Enfin, comme dans le reste du pays, les compagnies étrangères qui détiennent les mines d’or ont établi de stricts périmètres de sécurité autour de leurs zones d’activité, au sein desquelles ne peuvent pénétrer les populations locales (y compris les acteurs sécuritaires). Les populations estiment ne pas bénéficier de compensations suffisantes pour ce qui est perçu comme une confiscation des terres au profit des activités aurifères. Un sentiment qui est aussi accentué par la criminalisation des activités d’orpaillage artisanales.
« L’État a jusqu’ici apporté une réponse uniquement sécuritaire au développement de l’économie informelle ou aux mobilisations sociales dans l’Est du pays »
Face au peu de perspectives d’activité économique légale, les jeunes générations investissent le secteur informel de l’orpaillage, du braconnage ou de différents trafics. La seule réponse apportée par l’État a été de criminaliser ces activités. La vingtaine de sites d’orpaillage illégaux de l’Est du pays représente des centres attractifs pour une jeunesse désœuvrée, mais ces activités demeurent sous la menace des agents de l’État qui peuvent les fermer à tout moment ou racketter les ouvriers lorsqu’ils repartent des sites d’extraction. Quant à ceux qui choisissent d’occuper illégalement des parcelles de terre dans les zones protégées pour les cultiver, ils se voient expulsés par les agents de l’État (policiers, militaires, agents des Eaux et Forêts) souvent de manière violente : destruction des cases et des greniers à grains, amendes, etc.
Les conflits qui naissent de cette raréfaction des débouchés économiques prennent d’autant plus d’importance qu’ils sont généralement mal régulés par une justice étatique considérée incompétente et corrompue, comme l’explique un éleveur : « si on va au tribunal, c’est surtout le plus riche qui gagne. » Les populations de l’Est perçoivent les fonctionnaires de la région comme des éléments perturbateurs de la paix sociale et expriment leur absence de confiance vis-à-vis des acteurs de la chaîne pénale (police, gendarmerie, tribunaux), au-delà même des soupçons de connivence entre forces de sécurité et criminels.
Les communautés réfractaires au pouvoir étatique tentent alors d’inventer des formes locales de gestion pour contourner le pouvoir de ses agents.

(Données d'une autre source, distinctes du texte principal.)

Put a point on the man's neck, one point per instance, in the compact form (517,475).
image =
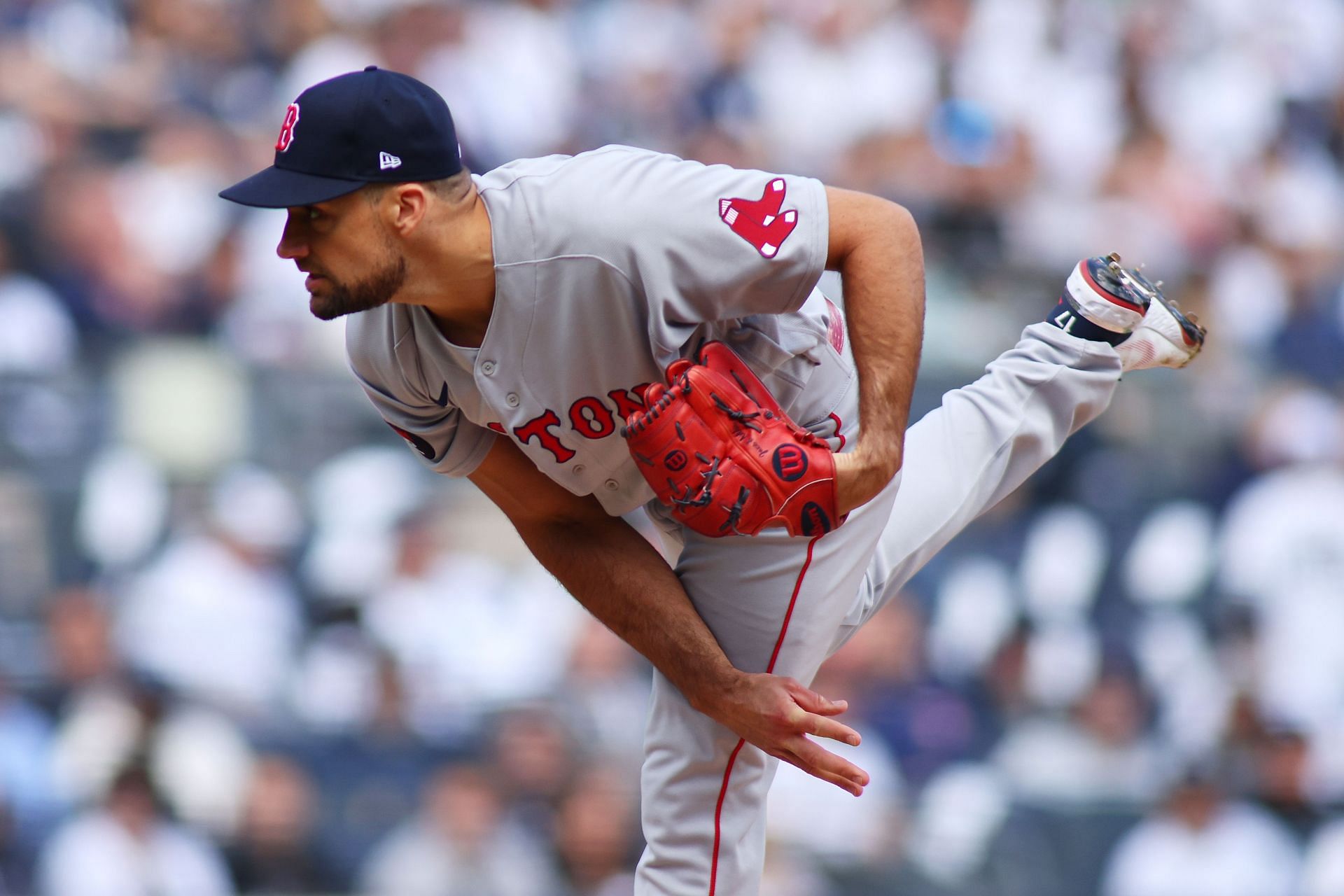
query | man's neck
(458,284)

Face à ces formes inédites de mobilisation en réaction à la marginalisation économique d’une part grandissante de la population, l’État a jusqu’ici apporté une réponse uniquement sécuritaire comme le développement d’opérations de « ratissage », qui ont souvent conduit à des exactions contre les populations. On observe des pratiques politiques alimentant des dynamiques de fragmentation sociale au sein même de la région et jusque dans les familles, ce qui provoque une multitude de frustrations individuelles ou collectives.
Ces évolutions des pratiques foncières ont profondément bouleversé le rapport des populations locales à la terre et ont contribué à nourrir leur ressentiment. La propriété et l’usage de la terre conditionnent une relation de propriété entre les hommes et un espace mais organisent également les rapports sociaux entre les individus. L’implantation de groupes armés se revendiquant du djihad agit ainsi comme un révélateur de ces enjeux que l’on retrouve dans d’autres parties du Burkina Faso (notamment à l’Ouest) ainsi qu’au niveau régional.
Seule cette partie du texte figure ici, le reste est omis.